Further discussion is available on our previous post, “New ITC Pilot Program for Redesigns and New Products.”
The ITC experienced a surge in new Section 337 filings in the last quarter of 2015. The Commission instituted 36 new investigations in 2015, and 16 Section 337 complaints were filed between October 1 and December 31.
A round-up of 2015 statistics is available on our previous post, “Round-Up: 2015 Decisional Statistics.”
In May 2015, the Commission issued its opinion in Certain Soft-Edged Trampolines, finding that complainant could satisfy the technical prong of the domestic industry requirement with a product that practiced an invalid claim. Though the case ultimately turned on complainant’s failure to meet the economic prong of the domestic industry requirement, the Commission reversed the ALJ’s technical prong finding and explained that his “coupling of the technical prong . . . with invalidity is contrary to Commission practice.”
Further discussion of Commission decisions on the interaction between domestic industry and invalidity is available on our previous post, “Soft-Edged Trampolines: Can Domestic Industry Be Proven by Practice of An Invalid Claim?”
In May 2015, in Lelo Inc. v.
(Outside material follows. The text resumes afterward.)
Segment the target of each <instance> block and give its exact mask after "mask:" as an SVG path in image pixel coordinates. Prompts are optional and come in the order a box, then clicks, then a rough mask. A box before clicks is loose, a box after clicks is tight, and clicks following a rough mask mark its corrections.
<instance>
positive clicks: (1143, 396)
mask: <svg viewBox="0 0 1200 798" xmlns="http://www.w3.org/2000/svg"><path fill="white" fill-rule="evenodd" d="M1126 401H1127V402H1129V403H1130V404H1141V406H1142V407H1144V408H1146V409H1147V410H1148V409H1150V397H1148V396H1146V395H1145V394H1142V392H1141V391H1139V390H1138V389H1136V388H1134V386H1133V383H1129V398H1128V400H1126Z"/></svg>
ITC, the Federal Circuit found that qualitative factors alone, without quantitative data, were insufficient to show that the complainant’s purported domestic industry investments were significant. The Commission had found that the complainant’s purchase of “crucial” components of its practicing devices from suppliers in the United States could satisfy the domestic industry requirement, because the “contribution of the components at issue from a qualitative standpoint is indeed significant.” The Federal Circuit reversed, concluding that qualitative factors cannot overcome the lack of quantitative data supporting the significance of the investments.